All other things being equal, the general idea here is that you only want to engage in team battles where you can expect to break even if not be favored to win. That means you want to gather more of your teammates together before a battle than your opponents do. But your opponents know this too and will counteract accordingly. This I-know-that-you-know-that-I-know business can get out of hand fairly quickly, so I put together a video to describe the interaction and find the game's equilibria. I want you to watch it and consider how it relates to the 8-4 queues on Magic Online:
So we see that there are two reasonable strategies to take: you either bring your entire team to the fight or you just avoid the fight altogether. Both are reasonable strategies, and we see both being used in practice within the game.
But that is not the subject of this article. Right now, I want to investigate why people even bother with the 8-4 queues. Unfortunately, I do not have the answer—just some theories, and I want to present them to the community and hear your feedback on them so we can figure out what really going on here.
Before we can get to that point, though, we need to look into the game theory behind choosing to go into an 8-4 queue. In the video, the level of troops you could bring into the fight was something that you could choose, and the number you chose in influenced who would win the battle. Now imagine I turned substituted “level of units” with “level of play skill.” Obviously, as much as you might wish otherwise, you cannot magically change our ability from awful to amazing overnight. Indeed, whenever you enter a tournament, your play skill is not going to change over the next few hours. You are who you are. Practicing may make you better over the long term, but the time to practice has passed when it gets to game time.
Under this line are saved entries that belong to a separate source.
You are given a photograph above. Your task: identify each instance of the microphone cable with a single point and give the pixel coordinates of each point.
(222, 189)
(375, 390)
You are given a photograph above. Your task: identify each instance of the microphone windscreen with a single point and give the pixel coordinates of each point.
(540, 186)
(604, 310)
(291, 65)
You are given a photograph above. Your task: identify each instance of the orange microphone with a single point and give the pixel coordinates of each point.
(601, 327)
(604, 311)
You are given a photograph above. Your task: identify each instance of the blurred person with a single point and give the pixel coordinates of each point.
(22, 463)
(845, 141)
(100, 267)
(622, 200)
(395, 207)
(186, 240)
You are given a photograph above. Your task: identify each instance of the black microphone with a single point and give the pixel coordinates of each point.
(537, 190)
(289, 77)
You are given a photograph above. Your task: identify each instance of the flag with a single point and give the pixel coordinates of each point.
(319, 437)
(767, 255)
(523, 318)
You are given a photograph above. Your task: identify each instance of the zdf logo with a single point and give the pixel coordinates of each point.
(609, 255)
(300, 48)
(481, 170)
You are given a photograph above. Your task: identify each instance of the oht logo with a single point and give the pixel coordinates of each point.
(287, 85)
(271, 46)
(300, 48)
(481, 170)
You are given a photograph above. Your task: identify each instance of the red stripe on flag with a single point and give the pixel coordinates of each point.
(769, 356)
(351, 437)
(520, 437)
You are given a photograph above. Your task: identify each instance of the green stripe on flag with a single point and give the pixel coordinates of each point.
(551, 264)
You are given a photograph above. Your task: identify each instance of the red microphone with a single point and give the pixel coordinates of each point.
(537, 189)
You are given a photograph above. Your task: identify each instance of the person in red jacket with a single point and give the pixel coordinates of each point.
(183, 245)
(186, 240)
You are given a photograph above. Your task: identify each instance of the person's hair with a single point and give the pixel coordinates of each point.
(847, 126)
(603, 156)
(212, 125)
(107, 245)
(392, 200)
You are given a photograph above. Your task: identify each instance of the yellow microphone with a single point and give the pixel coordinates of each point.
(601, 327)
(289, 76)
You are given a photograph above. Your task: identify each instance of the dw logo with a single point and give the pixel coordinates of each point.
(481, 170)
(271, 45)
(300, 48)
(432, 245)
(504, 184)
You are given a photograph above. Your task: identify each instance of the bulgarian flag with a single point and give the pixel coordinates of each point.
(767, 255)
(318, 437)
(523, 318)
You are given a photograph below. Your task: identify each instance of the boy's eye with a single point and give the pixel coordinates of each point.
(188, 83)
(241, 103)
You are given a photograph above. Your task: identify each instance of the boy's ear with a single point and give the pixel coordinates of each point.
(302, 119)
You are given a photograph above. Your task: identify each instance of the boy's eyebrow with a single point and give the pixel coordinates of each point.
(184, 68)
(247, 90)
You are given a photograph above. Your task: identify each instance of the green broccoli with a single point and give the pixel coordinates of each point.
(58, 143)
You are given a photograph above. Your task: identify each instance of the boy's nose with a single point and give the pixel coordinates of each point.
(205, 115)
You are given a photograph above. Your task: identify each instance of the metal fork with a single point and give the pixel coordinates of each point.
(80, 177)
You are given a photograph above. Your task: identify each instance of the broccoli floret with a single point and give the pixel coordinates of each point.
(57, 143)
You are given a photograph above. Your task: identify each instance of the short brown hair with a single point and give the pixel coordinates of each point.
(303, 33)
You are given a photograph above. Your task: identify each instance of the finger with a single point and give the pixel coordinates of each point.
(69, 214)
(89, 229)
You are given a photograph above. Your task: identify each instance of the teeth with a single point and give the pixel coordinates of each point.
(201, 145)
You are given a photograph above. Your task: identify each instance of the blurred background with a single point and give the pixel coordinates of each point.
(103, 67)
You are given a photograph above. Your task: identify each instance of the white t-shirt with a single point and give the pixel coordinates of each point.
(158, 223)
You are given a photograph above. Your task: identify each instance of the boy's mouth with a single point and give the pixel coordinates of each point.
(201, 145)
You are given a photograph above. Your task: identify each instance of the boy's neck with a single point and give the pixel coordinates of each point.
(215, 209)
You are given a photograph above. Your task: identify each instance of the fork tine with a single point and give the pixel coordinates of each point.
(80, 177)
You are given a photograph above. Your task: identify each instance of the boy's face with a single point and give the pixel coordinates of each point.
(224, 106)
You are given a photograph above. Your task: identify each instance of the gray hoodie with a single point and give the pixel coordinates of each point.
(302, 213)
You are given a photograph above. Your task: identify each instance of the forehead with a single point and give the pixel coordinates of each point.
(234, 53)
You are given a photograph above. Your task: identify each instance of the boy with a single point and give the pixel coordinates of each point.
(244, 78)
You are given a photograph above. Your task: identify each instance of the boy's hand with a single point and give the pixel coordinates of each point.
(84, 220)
So while you might lose out on your ability to set your play skill as you could in the game in the video, you can still opt out of playing the tournament altogether. No one is forcing you to play. So if you think you are going to get blasted out of the water and have no hope of making the finals (which is necessary to win any product out of the 8-4 queue), there is no need for you to even show up in the first place. As it turns out, people participate in tournaments anyway because they (gasp!) get pleasure out of the mere act of playing the game.
That said, Magic Online gives players a wide variety of options for which tournaments they play in. Even if you do not feel comfortable in the world of 8-4 draft queues, you can go down to the 4-3-2-2 or Swiss queues and theoretically face more reasonable competition. Since we have to figure Magic players enjoy playing, let's consider playing in one of these two queues as the “opt out” strategy. The question is why we see anyone at all willing to play in the 8-4 queues.
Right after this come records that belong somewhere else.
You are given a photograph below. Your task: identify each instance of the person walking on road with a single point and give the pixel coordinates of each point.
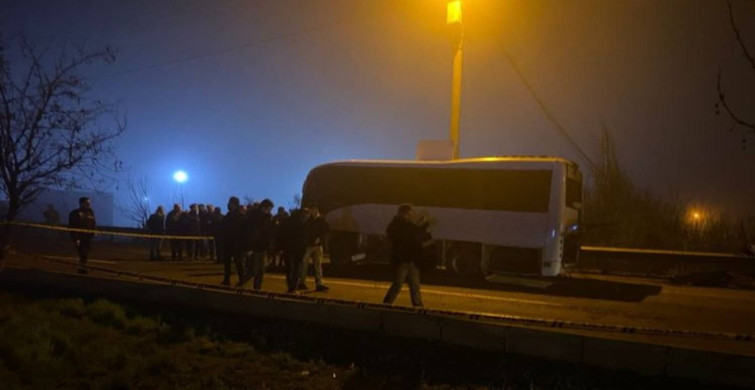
(317, 229)
(260, 241)
(293, 240)
(233, 229)
(406, 245)
(173, 228)
(156, 225)
(82, 218)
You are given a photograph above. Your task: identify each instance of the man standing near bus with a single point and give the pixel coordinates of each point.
(82, 218)
(406, 250)
(317, 229)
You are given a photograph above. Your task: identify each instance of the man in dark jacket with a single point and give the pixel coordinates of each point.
(260, 241)
(293, 241)
(192, 226)
(234, 241)
(406, 247)
(173, 228)
(156, 225)
(216, 232)
(82, 218)
(317, 230)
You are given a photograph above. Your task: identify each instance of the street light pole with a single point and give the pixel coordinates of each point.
(453, 19)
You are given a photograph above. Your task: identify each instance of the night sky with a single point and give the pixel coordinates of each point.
(247, 96)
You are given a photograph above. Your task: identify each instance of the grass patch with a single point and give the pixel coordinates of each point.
(98, 344)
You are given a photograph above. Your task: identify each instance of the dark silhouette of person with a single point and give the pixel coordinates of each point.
(192, 226)
(278, 219)
(156, 225)
(234, 241)
(260, 227)
(406, 250)
(173, 228)
(317, 230)
(82, 218)
(293, 237)
(216, 231)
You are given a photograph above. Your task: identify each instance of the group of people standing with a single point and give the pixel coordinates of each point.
(247, 235)
(244, 238)
(199, 220)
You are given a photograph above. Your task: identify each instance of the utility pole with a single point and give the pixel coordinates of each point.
(453, 19)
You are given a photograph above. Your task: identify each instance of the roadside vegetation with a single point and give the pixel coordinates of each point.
(75, 343)
(620, 213)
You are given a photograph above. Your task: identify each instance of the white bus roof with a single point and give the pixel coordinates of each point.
(464, 162)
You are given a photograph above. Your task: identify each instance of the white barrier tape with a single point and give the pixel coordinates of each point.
(107, 232)
(495, 317)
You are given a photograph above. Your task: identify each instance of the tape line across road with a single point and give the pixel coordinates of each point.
(472, 316)
(107, 232)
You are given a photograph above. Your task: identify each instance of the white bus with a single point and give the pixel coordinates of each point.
(494, 214)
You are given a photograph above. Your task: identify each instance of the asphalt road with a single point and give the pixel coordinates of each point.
(619, 301)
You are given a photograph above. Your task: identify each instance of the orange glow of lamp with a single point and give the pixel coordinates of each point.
(453, 14)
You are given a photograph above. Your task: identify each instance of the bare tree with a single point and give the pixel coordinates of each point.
(737, 115)
(137, 208)
(52, 134)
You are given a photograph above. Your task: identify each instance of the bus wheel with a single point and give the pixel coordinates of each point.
(463, 258)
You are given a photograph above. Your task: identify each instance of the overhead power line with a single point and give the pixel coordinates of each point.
(542, 106)
(225, 50)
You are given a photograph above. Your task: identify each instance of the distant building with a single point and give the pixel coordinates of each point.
(64, 202)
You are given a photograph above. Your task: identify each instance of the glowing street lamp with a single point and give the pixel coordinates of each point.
(453, 19)
(453, 12)
(180, 177)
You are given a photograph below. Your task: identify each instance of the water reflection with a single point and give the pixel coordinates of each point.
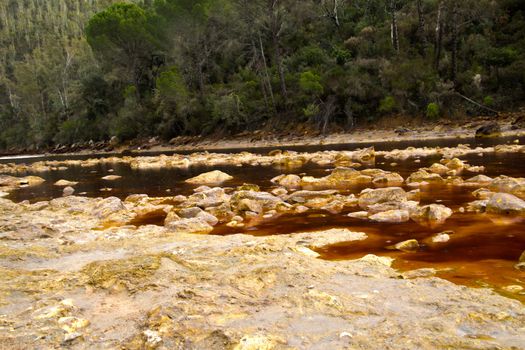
(482, 249)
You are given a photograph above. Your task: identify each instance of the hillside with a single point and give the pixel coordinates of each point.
(73, 71)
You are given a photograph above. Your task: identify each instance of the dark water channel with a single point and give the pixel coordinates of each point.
(482, 250)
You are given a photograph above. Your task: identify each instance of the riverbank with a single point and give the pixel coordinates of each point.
(395, 130)
(314, 250)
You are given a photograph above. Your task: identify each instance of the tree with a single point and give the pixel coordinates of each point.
(124, 36)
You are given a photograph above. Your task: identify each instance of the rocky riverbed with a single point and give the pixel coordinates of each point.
(148, 272)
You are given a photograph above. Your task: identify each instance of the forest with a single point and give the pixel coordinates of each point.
(78, 71)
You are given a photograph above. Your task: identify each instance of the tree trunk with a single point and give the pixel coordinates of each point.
(394, 32)
(268, 82)
(276, 33)
(421, 27)
(439, 36)
(454, 60)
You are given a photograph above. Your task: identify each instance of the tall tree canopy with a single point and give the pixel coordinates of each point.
(74, 70)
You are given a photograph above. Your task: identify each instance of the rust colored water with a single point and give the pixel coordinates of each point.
(481, 252)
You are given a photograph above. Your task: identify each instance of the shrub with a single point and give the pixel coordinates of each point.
(433, 111)
(488, 101)
(387, 105)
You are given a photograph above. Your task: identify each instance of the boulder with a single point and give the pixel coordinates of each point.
(289, 181)
(388, 179)
(213, 177)
(395, 205)
(195, 212)
(438, 168)
(111, 177)
(505, 184)
(431, 215)
(64, 183)
(424, 176)
(391, 216)
(254, 201)
(410, 245)
(478, 180)
(489, 130)
(68, 191)
(108, 206)
(209, 198)
(381, 195)
(192, 225)
(505, 203)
Consider this: To earn more packs on average out of an 8-4 queue than one of the other queues, you need to have an extremely high win percentage in drafts out of those queues. So if you are Luis Scott-Vargas, then 8-4 seems like a great home for you. If you are a terrible Magic player, then one of the lesser choices is more up your alley.
But what about the just-better-than-terrible group of players? Well, all of the players worse than them are in the lesser queues. That means if they participate in the 8-4s, they have no one to feed off of, and thus will not be able to reach the win percentage necessary to justify participating in an 8-4 draft.
Now let's move to the bad players. Again, we see that all of the players worse than them have moved to the lesser queues. If they stay in the 8-4s, they are going to be demolished by the below average players, average players, above average players, excellent players, professional players, and Luis Scott-Vargas. So you predictably move along to the lesser queues.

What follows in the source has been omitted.